Personal information
- Full name: Sergio Akeen Campbell
- Date of birth: 16 January 1992 (age 33)
- Place of birth: Clarendon, Jamaica
- Position: Defender; midfielder;

Team information
- Current team: Stumptown Athletic
- Number: 4

Youth career
- Portmore United
- 2007–2011: Clarendon College

College career
- Years: Team / Apps / (Gls)
- 2011: Central Arkansas Bears / 8 / (0)
- 2012–2014: Connecticut Huskies / 64 / (0)

Senior career*
- Years: Team / Apps / (Gls)
- 2015: Columbus Crew SC / 1 / (0)
- 2015: → Austin Aztex (loan) / 2 / (0)
- 2016: Pittsburgh Riverhounds / 26 / (0)
- 2017: Rochester Rhinos / 13 / (0)
- 2018: AFC Ann Arbor / 0 / (0)
- 2019–: Stumptown Athletic / 6 / (0)

International career^{‡}
- 2010–: Jamaica / 6 / (0)

Medal record
Men's football
Representing Jamaica
CONCACAF Gold Cup
| Runner-up | 2017 United States | Team |

= Sergio Campbell =

Jamaican footballer (born 1992)

Sergio Akeen Campbell (born 16 January 1992) is a Jamaican international footballer who plays as a defender for Stumptown Athletic in the National Independent Soccer Association.

==Career==
===Youth and club===
Campbell began his career playing school boy football for Clarendon College. After completing secondary school, Campbell then played for University of Central Arkansas in the USA. Campbell transferred to the UConn Huskies at the University of Connecticut in August 2012.

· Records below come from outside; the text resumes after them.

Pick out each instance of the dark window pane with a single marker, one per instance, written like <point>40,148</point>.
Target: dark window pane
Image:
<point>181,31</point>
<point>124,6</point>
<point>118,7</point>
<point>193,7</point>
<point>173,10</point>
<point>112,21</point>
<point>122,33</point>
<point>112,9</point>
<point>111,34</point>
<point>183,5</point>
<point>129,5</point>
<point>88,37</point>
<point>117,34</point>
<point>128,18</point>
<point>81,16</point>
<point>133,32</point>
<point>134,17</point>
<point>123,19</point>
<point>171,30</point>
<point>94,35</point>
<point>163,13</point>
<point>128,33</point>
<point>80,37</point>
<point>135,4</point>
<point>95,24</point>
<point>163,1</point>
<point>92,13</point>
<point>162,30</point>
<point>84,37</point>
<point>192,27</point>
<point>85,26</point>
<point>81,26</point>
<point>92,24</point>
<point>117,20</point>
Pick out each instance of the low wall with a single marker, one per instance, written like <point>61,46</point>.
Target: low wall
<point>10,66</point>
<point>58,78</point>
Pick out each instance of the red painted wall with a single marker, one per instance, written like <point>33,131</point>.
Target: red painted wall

On 15 January 2015, Campbell was selected by the Columbus Crew in the 2015 MLS SuperDraft. Campbell was the 19th pick in the First Round of the draft. In late January, Campbell was the center of a dispute between his former club Portmore United and MLS. The Jamaican club want training compensation as Campbell was trained by United prior to moving to the United States. Campbell is the nephew of Rodolph Austin. On 12 February 2016 Campbell was waived by Columbus. On 1 April 2016 Campbell was cleared to play for the Pittsburgh Riverhounds.

===International career===
He made his international debut for Jamaica in 2010, coming on as a second-half substitute against Guyana in Group I of the 2010 Caribbean Cup. In the next match of the Caribbean Cup, against Grenada in the semi-final, he received a red card after coming on as an extra-time substitute.